Frequentists vs Bayesians

XKCD – Frequentists vs. Bayesians

In the “data science” community it seems there is a big split in terms of how people approach statistics. I didn’t notice it at first but it’s a matter of belief almost like a “religion” of statistics.

While XKCD doesn’t present the frequentists in a really good way their approach may actually lead to the same outcome (using a different path).

Let’s assume that we want to train a supervised model on dataset. The goal is to find out the best values for parameter \(\theta\).

The frequentists see \(\theta\) as a truth that we aim to discover. \(\theta\) value is fixed but we don’t know its value yet. Our estimate \(\hat{\theta}\) is the random variable and is a function of the dataset (which is seen as random). The more events there are in the dataset the closer to \(\theta\) our estimate \(\hat{\theta}\) will be.

In the other hand, the bayesians see the dataset as something we observe and that is known (not random). The true parameter \(\theta\) is unknown and random. Their approach consists in using the probabilities and the knowledge we got from the events in the dataset to estimate the probability distribution of the random variable \(\theta\).
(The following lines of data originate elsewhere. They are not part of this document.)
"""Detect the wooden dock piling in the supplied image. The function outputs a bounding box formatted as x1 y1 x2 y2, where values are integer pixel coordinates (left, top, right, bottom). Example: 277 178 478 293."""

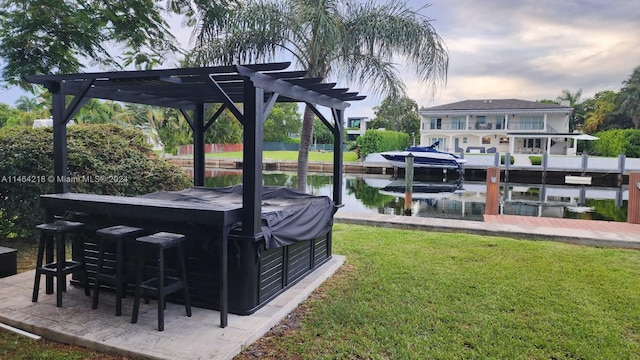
484 167 500 215
627 172 640 224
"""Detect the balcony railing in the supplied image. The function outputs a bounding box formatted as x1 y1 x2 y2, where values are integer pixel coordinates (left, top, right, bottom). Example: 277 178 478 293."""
507 121 544 130
426 121 557 133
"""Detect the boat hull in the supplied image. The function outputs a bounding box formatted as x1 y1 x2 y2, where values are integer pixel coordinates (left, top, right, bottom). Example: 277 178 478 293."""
380 151 466 169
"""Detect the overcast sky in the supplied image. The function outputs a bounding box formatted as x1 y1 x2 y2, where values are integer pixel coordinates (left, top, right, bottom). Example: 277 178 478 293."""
155 0 640 118
0 0 640 121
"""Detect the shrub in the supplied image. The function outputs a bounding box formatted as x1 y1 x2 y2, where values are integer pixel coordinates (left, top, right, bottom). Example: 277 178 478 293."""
500 155 516 165
356 130 409 159
0 124 191 238
590 129 640 158
529 155 542 165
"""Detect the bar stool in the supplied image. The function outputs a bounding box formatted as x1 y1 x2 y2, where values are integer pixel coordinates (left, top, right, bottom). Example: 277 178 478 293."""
91 225 144 316
31 220 90 307
131 232 191 331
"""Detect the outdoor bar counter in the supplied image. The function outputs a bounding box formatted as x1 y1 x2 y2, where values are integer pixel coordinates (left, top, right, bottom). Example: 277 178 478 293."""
41 185 335 326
Then after each event we try to estimate \(p(\theta | x_1, …, x_m)\) using Bayes rule:

\(p(\theta | x_1, …x_m) = \frac{p(x_1, …, x_m | \theta) p(\theta)}{p(x_1, …, x_m)}\)

The idea is to start with a broad distribution (constant or gaussian) and refine our knowledge after each event.

To me it seems that while there is a difference in the philosophy of the approach (probably the reason for the chiasm  in the community), the bayesian approach seems more general and may lead to the same results as the frequentists (under certain assumptions and a more complicated path to get the results).